Akran zorbalığının ilkokulda başlayıp üniversiteye kadar sürebildiğini kaydeden Uzman Psikolog Bektaş, "Akran zorbalığı, fiziksel olarak daha büyük, güçlü, baskın, popüler birisinin veya grubun sistematik bir şekilde gücü kötüye kullanarak kendilerinden daha küçük veya güçsüz birisini, amaçlı ve sürekli olarak incitmesi, hırpalaması ya da rahatsız etmesi ile sonuçlanan bir saldırganlık türüdür. En sık görülen zorbalık türleri; sözel zorbalık, söylenti yayma ve fiziksel zorbalıktır. Zorbalık yapanlar ve zorbalığa maruz kalanlar genellikle aynı sınıfta yer alır ve aynı yaşta olurlar. Bu durum, ilkokuldan liseye hatta bazen üniversiteye kadar sürebiliyor" dedi. 

SEBEPLERİ NELER?

Akran zorbalığının son yıllarda artmasının nedenlerini ise, "Son yıllarda okullarda arttığı gözlenen akran zorbalığına kalabalık sınıflar, öğrenciler arası rekabetin çok fazla pekiştirilmesi, sorunların şiddetle çözülebileceğine olan inanç ve tutumlar, aile içi gergin, kaotik ve sürtüşmeli ilişkiler, kurbanın düşük benlik saygısı" olarak sıralayan Bektaş, "Zorbalığa karşı önlem alınabilmesi için öncelikle buna zemin hazırlayan psikolojik arka plana bakılmalıdır" diye konuştu. 

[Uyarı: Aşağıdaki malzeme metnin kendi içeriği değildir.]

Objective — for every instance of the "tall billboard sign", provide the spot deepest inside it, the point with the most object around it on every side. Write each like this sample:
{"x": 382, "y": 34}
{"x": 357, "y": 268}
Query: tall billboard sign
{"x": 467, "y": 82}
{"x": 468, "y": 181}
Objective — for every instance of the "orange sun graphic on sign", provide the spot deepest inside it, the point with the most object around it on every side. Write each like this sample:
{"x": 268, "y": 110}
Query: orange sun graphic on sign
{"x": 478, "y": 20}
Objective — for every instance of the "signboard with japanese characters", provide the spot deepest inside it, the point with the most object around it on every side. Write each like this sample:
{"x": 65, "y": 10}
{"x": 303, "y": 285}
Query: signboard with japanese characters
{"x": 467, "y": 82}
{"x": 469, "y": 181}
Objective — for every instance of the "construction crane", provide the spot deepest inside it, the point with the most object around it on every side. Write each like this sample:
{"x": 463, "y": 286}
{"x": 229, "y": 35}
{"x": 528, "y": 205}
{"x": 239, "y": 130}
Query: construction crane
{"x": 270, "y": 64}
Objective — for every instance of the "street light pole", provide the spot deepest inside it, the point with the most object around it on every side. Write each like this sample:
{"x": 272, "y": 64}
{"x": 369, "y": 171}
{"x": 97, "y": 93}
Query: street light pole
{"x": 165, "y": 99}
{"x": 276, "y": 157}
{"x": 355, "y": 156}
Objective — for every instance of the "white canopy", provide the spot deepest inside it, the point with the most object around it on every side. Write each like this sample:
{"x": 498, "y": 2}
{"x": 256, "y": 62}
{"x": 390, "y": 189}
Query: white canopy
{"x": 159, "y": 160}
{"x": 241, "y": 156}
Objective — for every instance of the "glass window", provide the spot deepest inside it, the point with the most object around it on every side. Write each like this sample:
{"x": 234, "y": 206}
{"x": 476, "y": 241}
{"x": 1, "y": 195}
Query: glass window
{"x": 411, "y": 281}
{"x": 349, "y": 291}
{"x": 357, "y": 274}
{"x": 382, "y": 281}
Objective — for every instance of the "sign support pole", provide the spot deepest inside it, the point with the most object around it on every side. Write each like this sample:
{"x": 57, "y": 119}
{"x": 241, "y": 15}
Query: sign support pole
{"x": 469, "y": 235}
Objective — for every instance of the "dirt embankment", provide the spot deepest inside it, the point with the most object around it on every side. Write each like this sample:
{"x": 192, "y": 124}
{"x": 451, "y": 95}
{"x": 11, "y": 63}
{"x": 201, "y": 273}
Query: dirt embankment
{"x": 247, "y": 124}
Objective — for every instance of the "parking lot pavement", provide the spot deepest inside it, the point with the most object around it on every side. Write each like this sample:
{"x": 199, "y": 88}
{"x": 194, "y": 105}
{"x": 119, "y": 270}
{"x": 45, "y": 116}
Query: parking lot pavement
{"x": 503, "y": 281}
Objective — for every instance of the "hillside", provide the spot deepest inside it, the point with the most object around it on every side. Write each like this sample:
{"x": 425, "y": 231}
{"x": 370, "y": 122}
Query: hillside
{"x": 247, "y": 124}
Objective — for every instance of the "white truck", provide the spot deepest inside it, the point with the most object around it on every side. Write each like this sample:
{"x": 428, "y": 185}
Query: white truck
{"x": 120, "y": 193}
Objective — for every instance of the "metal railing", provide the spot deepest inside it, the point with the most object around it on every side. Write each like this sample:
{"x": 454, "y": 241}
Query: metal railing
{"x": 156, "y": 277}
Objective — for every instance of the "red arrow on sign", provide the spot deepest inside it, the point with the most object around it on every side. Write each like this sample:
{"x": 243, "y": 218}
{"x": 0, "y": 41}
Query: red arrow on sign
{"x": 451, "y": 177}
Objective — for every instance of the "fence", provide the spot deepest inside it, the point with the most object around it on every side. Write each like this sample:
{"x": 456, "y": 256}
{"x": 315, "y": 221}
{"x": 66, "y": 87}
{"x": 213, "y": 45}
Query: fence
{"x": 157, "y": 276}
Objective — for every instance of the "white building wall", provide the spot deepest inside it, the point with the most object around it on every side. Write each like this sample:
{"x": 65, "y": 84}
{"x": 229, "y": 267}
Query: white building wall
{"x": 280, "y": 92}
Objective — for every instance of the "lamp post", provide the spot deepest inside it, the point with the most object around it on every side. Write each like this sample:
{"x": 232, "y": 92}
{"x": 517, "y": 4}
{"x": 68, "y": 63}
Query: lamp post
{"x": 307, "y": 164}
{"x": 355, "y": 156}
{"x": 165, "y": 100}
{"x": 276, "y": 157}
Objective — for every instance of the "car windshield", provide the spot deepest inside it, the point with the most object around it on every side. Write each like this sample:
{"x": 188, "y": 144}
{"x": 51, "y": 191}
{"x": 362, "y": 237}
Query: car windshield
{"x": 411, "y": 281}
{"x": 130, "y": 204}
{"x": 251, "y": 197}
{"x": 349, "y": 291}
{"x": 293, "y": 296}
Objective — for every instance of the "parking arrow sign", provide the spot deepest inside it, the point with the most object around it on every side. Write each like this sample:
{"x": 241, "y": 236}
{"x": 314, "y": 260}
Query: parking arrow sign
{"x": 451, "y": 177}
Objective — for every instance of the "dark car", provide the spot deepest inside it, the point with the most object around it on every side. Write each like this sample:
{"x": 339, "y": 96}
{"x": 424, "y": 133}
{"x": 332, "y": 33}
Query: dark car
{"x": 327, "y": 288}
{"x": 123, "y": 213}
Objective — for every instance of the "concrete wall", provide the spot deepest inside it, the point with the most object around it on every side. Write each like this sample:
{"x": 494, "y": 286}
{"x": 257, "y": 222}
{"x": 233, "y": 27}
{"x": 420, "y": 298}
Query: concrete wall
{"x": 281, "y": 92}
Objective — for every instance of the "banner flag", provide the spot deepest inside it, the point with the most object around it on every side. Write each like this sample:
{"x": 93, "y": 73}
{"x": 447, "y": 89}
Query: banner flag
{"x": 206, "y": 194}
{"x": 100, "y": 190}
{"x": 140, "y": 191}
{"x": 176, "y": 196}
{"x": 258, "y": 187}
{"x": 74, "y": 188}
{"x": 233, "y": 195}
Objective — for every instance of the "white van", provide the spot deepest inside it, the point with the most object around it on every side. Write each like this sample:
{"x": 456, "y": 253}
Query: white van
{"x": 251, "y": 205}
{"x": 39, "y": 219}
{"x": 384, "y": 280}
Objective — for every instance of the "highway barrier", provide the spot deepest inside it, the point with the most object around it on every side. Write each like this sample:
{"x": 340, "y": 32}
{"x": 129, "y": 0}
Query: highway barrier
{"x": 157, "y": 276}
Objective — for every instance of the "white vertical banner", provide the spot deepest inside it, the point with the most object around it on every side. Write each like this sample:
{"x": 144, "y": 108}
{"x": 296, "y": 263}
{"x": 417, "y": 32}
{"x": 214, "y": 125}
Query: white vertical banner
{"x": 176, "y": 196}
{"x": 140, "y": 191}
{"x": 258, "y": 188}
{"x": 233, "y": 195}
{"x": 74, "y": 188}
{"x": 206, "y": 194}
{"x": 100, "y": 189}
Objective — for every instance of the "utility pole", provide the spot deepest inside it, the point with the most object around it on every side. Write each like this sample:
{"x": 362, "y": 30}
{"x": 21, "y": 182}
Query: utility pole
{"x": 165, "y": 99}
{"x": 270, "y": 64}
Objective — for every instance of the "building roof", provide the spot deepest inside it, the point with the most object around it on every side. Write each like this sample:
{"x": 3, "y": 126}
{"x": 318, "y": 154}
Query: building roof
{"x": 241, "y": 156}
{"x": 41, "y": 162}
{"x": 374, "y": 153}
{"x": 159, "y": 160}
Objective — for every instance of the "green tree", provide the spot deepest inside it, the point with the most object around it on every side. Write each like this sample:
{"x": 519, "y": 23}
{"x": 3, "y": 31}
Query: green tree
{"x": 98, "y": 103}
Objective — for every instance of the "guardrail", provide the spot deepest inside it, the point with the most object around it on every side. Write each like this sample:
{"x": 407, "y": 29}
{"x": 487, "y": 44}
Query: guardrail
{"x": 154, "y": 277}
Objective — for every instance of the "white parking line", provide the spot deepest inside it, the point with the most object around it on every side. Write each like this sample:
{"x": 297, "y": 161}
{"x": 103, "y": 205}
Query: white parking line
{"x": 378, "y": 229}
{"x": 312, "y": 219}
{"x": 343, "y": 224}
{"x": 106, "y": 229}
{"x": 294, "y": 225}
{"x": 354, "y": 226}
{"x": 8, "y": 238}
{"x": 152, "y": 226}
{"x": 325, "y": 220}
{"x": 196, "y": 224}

"AİLEDE ŞİDDET RİSK FAKTÖRÜDÜR"

Çocukların aile şiddete şahit olması ve sosyal medyadaki şiddet içerikli videoların akran zorbalığı noktasında risk faktörü olduğuna dikkat çeken Bektaş, "Çocuklar yaşanan problemlerin öfke, şiddet ve saldırganlık ile çözüldüğüne şahit oldukları zaman saldırganlığı sorun çözücü bir yöntem olarak öğrenebilir. Sosyal medyadaki şiddet içerikli videolar ve görseller, televizyon dizileri bu hususta olumsuz örnek teşkil ediyor. Ancak ailede canlı şiddet örneğinin olması daha büyük risk faktörüdür" ifadelerini kullandı.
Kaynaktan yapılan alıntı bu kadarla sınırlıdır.